Maria Carolina Araujo

15 setembro 2011

Contratempo



Não é fácil entender o porquê que quando nos machucamos a cicatrização demora tanto e é mais difícil ainda aceitar e esperar esse tempo de cura. E machuca de diferentes formas, não apenas onde aconteceu o ferimento. Você sente em cada parte do seu corpo e também ao seu redor. A vida perde o sentido, viver para que? Mas a verdade é que ironia ou não, isso é a vida. O que seria dos momentos bons se não existissem os ruins? É agradabilíssimo relembrar o quanto de obstáculos e provas fomos capazes de ultrapassar e assim, a recompensa é mais valiosa, mais especial, mais extraordinária. Nunca se esqueça: Às vezes a renuncia de algo (aparentemente) bom se faz necessária, para que possamos vivenciar de algo melhor.

Maria Carolina Araujo 

18 agosto 2011

Verdade Absoluta

O amor foi feito para nos surpreender. A começar pela pessoa na qual você se apaixona. Por que ela? O que ela tem ou fez para que isso tenha acontecido? Não é engraçado porque as vezes acontece com aquela pessoa que você jamais imaginou? Aquela pessoa que você antes não gostava, ou não achava graça nenhuma. E aí, acontece a primeira surpresa que o amor nos reserva. A gente se apaixona. Perdidamente. Depois disso, acontecem um turbilhão de pasmos. A gente se surpreende com a cor preferida da pessoa amada, com a sua comida predileta, com a mania que ela tem de roer unhas e também se surpreende com o quanto ela parece se importar com você. E quando você pensa que parou por aí, não… Você se surpreende com algo melhor. Você descobre que não sente mais o seu coração pulsar 300 vezes por segundo, quando a pessoa se aproxima. Você não sente a sua mão suar e não fica mais com as pernas bambas. No lugar dessas sensações, é experimentado o coração aquecer, uma sensação de segurança e conforto. E nos surpreendemos por perceber que não estamos mais vivendo uma paixão e sim, um amor. Após a maior descoberta de todas, toda e qualquer surpresa após ela é motivo de júbilo. É descobrir que se quer viver com aquela pessoa para o resto da vida. E viver. Mas não somente vocês dois, apesar de ser suficiente, não seria perfeito e então, percebe-se que precisam de mais um integrante. Ou dois. E daquela primeira surpresa, são desencadeadas tantas outras que eu não preciso ficar aqui explicitando cada uma delas né?
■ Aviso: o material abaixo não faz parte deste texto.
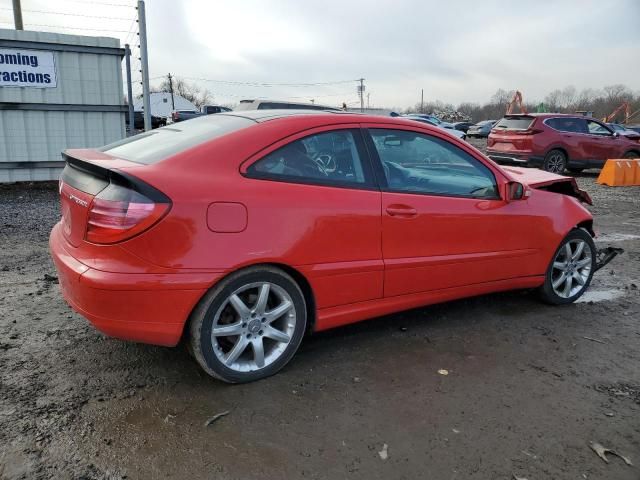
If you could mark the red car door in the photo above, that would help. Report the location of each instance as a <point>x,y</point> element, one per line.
<point>443,222</point>
<point>313,196</point>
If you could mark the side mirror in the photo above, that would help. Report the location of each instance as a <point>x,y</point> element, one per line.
<point>515,191</point>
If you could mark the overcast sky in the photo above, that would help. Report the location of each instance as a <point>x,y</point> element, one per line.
<point>456,51</point>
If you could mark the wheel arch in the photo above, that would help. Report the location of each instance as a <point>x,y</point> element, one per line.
<point>560,148</point>
<point>299,278</point>
<point>632,150</point>
<point>588,226</point>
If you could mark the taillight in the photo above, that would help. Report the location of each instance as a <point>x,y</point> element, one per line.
<point>530,131</point>
<point>119,213</point>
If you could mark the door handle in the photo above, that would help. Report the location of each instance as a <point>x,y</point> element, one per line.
<point>401,211</point>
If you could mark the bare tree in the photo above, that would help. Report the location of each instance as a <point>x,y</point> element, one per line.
<point>190,91</point>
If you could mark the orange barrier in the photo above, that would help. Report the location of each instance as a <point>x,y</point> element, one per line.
<point>620,172</point>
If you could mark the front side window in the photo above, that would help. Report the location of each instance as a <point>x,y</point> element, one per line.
<point>420,163</point>
<point>328,157</point>
<point>595,128</point>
Mas ficou claro. O amor não é sem graça, brega ou sem emoção. Ele traz mais emoção e mais graça a vida de uma pessoa do que qualquer outra diversão momentânea. Brega? Brega é você ficar com várias pessoas numa noite e depois ir para casa sozinho, sem saber o nome de nenhuma delas, não receber uma mensagem de boa noite antes de dormir e muito menos uma de “eu te amo” a qualquer hora do dia. O amor é a base da felicidade de qualquer pessoa. Pense nisso.